Summary: There are some interesting use cases where combining CNNs and RNN/LSTMs seems to make sense and a number of researchers pursuing this.  However, the latest trends in CNNs may make this obsolete. That was my reaction when I first came across the idea of combining CNNs (convolutional neural nets) and RNNs (recurrent neural nets).  After all they’re optimized for completely different problem types.

We all know to reach for the appropriate tool based on these very unique problem types. As it turns out, yes.  Most of these are readily identified as images that occur in a temporal sequence, in other words video.  But there are some other clever applications not directly related to video that may spark your imagination.  We’ll describe several of those below.

There are also several emerging models of how to combine these tools.  In most cases CNNs and RNNs have been married as separate layers with the output of the CNN being used as input to the RNN.  But there are some researchers cleverly combining these two capabilities within a single deep neural net.  The classical approach to scene labeling is to train a CNN to identify and classify the objects within a frame and perhaps to further classify the objects into a higher level logical group.  For example, the CNN identifies a stove, a refrigerator, a sink, etc. and also up-classifies them as a kitchen.
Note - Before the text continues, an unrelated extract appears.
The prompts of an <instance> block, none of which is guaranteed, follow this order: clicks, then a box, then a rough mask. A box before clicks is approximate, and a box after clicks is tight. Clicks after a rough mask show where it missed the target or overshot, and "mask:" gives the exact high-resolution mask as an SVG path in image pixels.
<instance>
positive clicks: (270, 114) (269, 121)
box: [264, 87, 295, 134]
Clearly the element that’s missing is the meaning of the motion over several frames (time).  For example, several frames of a game of pool might correctly say, the shooter sinks the eight ball in the side pocket.  Or several frames of a young person learning to ride a two-wheeler followed by the frame of the rider on the ground, might reasonably be summarized as ‘boy falls off bike’. Researchers have used layered CNN-RNN pairs where the output of the CNN is input to the RNN.  Logically the RNN has also been replaced with LSTMs to create a more ‘in the moment’ description of each video segment.  Finally there has been some experimentation done with combined RCNNs where the recurrent connection is directly in the kernels as in the diagram above.  See more here.

Judging the emotion of individuals or groups of individuals from video remains a challenge.  There is an annual competition around this held by the ACM International Conference on Multimodal Interaction known as the EmotiW Grand Challenge. Each year the target data changes somewhat in nature and typically there are different tests for classifying groups of people versus individuals appearing in videos. Read more from…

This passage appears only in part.